Personal information
- Date of birth: 3 October 1982 (age 42)
- Place of birth: Kuopio, Finland
- Height: 1.84 m (6 ft 1⁄2 in)
- Position(s): Midfielder, striker, defender

Team information
- Current team: Inter Turku (sporting director)
- Number: 5

Senior career*
- Years: Team / Apps / (Gls)
- 2001–2005: KuPS / 117 / (26)
- 2006–2010: Haka / 63 / (7)
- 2011–2013: Inter Turku / 4 / (0)

International career^{‡}
- 2010: Finland / 1 / (0)

Managerial career
- 2024–: Inter Turku (sporting director)

= Kalle Parviainen =

Finnish footballer (born 1982)

Kalle Parviainen (born 3 October 1982) is a Finnish former professional football striker who currently works as the sporting director of the Veikkausliiga side Inter Turku in Finland.
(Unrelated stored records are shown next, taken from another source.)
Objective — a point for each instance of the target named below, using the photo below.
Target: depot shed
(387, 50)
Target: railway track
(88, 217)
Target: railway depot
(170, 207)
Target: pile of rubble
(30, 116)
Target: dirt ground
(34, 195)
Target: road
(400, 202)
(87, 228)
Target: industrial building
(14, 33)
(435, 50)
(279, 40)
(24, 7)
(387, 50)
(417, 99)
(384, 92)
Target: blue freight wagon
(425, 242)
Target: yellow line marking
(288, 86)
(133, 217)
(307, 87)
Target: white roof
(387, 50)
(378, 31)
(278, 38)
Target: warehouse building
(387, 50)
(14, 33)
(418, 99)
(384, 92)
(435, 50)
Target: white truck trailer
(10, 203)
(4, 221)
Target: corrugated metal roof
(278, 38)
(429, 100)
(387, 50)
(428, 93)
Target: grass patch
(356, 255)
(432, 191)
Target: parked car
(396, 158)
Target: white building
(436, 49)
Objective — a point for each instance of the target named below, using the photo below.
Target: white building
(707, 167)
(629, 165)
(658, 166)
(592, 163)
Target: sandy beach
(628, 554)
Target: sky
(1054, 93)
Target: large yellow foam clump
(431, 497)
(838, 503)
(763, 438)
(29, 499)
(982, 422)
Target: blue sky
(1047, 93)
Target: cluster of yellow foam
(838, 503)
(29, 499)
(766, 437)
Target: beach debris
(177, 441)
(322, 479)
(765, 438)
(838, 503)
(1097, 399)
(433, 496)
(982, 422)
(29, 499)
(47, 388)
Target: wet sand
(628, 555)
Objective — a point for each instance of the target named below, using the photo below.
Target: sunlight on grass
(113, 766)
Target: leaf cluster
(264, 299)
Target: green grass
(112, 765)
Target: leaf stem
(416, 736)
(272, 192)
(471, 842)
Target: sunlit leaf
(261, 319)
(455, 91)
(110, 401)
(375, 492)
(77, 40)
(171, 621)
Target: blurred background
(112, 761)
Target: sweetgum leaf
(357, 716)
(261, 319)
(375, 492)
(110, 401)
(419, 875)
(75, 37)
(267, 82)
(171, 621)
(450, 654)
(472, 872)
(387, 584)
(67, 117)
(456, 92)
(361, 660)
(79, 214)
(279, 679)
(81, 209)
While Parviainen was the leading scorer at his previous club, KuPS, he has played mostly as a defender at FC Haka. Versatile Parviainen played as a midfielder before becoming a striker. On 26 October 2010 he signed a three-year contract with FC Inter.

He made his national team debut on 29 May 2010, in a friendly against Poland.

After his retirement from playing career, Parviainen has worked as a youth coach and academy director of his former club Inter Turku, and for the Finnish FA. Currently he serves as a sporting director of Inter Turku since 2024.